高校生の学力が「Y大学ではもったいないレベル」である一方で、「アンデス考古学を学びたい、Yのこの教授に学びたい」と主張する場合どうするか・・・ということです。 

1、旧帝大系+難関私大で、同様の研究をしている大学・研究者を探させる。

2、とにかくY大学への進学は反対し、偏差値の高い大学への進学を勧める

3、高校生の希望を認める一方で、その高校生のことを・・・

 

というわけで、いずれ積極的な肯定にはならないんですね。

ただ、それがいけないわけではありません。熱しやすく冷めやすい高校には、客観的に見直すことも必要ですし、希望する大学へ進むことへのメリット・デメリット、リスクまで考えさせることは重要です。 

 さらに言えば、専門の研究者にも有名・無名があるわけで、一般的な知名度だけで飛びつくのではなく、その学問の世界での評価なども含めて考える時間は必要だと思います。

 

 そういった「改めて自己と向き合うことを導く」「自己のキャリアを客観的に見直す」こと、つまり「内省」の方向にすすめる必要はあると思います。

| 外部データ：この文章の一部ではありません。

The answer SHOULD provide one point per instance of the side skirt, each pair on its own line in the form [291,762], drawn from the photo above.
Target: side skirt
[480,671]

しかし現実は「偏差値という価値観で否定する」のですね。


 

 ただ、ここで高校生の価値観を確認しておきたいのです。

 例えばですが、都道府県のトップ校に在籍している高校生ほど、自分の将来に必要な学びを求めます。

 そして、偏差値的な価値には拘泥しません。

 パターンは大きく二つあります。

 自分の求める学びのために、能力ではもったいないような大学に進んだとします。しかし、彼は自分の目的がはっきりしているので、その大学でも学びを継続して行います。

 もう一つは、自分の学力と学びたいことの接点から大学を決めます。その場合、彼は自分の求める学びを、学外に求めます。学会への参加、他大学のゼミへの参加などで、行きたかった大学の教授との関係性を構築し、学びを進めていきます。

 

 というわけで、いろんな選択肢があるんですね。

 良い大学に入ると選択肢や可能性が広がることは事実です。

 ただ、良い大学に入るという段階で「偏差値」という選択肢・可能性しかない・・・というのは、何か、矛盾を感じるのです。